Star Wars collectors beware! I stumbled across a disturbing thing in a vintage toy Star Wars figure collection I acquired recently. In the collection I purchased, there were about 20 original carded figures from the 1970s and 1980s. Those interested in Star Wars collectibles know that the Holy Grail of figure collecting is getting original carded figure. If you are unfamiliar with this, an original carded figure includes the figure and accessories still in the packaging (figure inside the holding bubble secured to the original un-punched card backing). Obtaining an original carded Star Wars figure can be quite rare and can carry a lot of value.
When I started looking more closely at the collection I purchased, I noticed that one of the figure’s card backing looked strangely new. Upon closer examination I concluded that it was a reproduction of a card backing and figure holding bubble made to look authentic. In my opinion this was done to deceive collectors into paying more money for the item. Because this was done so well I figured I would provide some tips in detecting fakes so that you don’t fall victim to such deception.

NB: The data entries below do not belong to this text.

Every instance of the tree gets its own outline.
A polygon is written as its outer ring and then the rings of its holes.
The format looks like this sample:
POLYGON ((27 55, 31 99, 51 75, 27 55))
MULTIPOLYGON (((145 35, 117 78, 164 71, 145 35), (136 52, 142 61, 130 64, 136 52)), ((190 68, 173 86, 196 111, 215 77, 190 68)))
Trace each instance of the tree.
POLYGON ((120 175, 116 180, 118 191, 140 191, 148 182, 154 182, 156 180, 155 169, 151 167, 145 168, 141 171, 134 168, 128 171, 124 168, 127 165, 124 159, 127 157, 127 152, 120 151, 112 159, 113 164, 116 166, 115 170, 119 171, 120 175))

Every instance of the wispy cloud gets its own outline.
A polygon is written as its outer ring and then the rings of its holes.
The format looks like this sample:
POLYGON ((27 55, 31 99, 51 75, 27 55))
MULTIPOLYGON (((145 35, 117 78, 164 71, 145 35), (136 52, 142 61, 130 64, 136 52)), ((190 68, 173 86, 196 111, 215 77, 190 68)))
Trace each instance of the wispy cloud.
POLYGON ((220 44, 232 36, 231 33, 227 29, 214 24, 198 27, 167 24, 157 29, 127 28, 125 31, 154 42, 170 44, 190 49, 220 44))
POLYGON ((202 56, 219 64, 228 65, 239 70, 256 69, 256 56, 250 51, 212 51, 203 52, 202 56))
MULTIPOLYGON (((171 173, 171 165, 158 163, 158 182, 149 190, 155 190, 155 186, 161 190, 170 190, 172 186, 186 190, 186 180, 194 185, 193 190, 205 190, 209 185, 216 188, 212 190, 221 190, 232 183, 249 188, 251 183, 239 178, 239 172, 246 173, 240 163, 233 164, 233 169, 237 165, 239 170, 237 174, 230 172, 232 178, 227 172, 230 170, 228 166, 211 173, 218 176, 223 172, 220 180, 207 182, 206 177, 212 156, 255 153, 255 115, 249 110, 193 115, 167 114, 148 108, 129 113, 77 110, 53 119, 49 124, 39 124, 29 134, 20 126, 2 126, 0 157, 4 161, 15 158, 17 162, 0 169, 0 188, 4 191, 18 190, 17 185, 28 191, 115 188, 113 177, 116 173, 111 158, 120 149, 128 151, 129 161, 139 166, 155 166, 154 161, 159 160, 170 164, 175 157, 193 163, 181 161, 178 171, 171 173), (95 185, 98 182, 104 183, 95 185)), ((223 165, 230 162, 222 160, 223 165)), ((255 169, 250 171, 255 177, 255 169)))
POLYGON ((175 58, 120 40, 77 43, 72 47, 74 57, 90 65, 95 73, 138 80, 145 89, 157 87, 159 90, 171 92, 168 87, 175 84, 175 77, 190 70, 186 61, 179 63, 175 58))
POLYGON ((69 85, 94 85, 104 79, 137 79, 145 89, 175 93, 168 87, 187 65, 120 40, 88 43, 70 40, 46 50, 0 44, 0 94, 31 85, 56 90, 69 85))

Tips for detecting non-authentically packaged figures
The keys to spotting a fake can be pretty simple if you look close enough. My suggestions are to look for the following:
- Whiteness on the card backing – the original figure’s card backing will age in color. Whites on the card backing tend to fade, darken or yellow. If its a bright white this likely means is been recently printed.
- Visible aging – even the best kept figure will have signs of wear on the card backing. Corners may be frayed or bent. There may be some bowing. Perfect edges usually are not possible on a collectible that is 40 years old.
- Text crispness – printing on original cards will have crisp text. Replica’s will have a less clear look because they typically are done on an inkjet printer and are a second generation copy of an original.
- Clarity of the plastic bubble – the figure holding bubble on an original will look to have a yellowish tint. It’s normal for aged plastic to yellow. On a fake the bubble will look clear because most likely it’s a reproduction done more recently.
In short, trust your eyes. You should be able to detect a fake if you are looking close enough.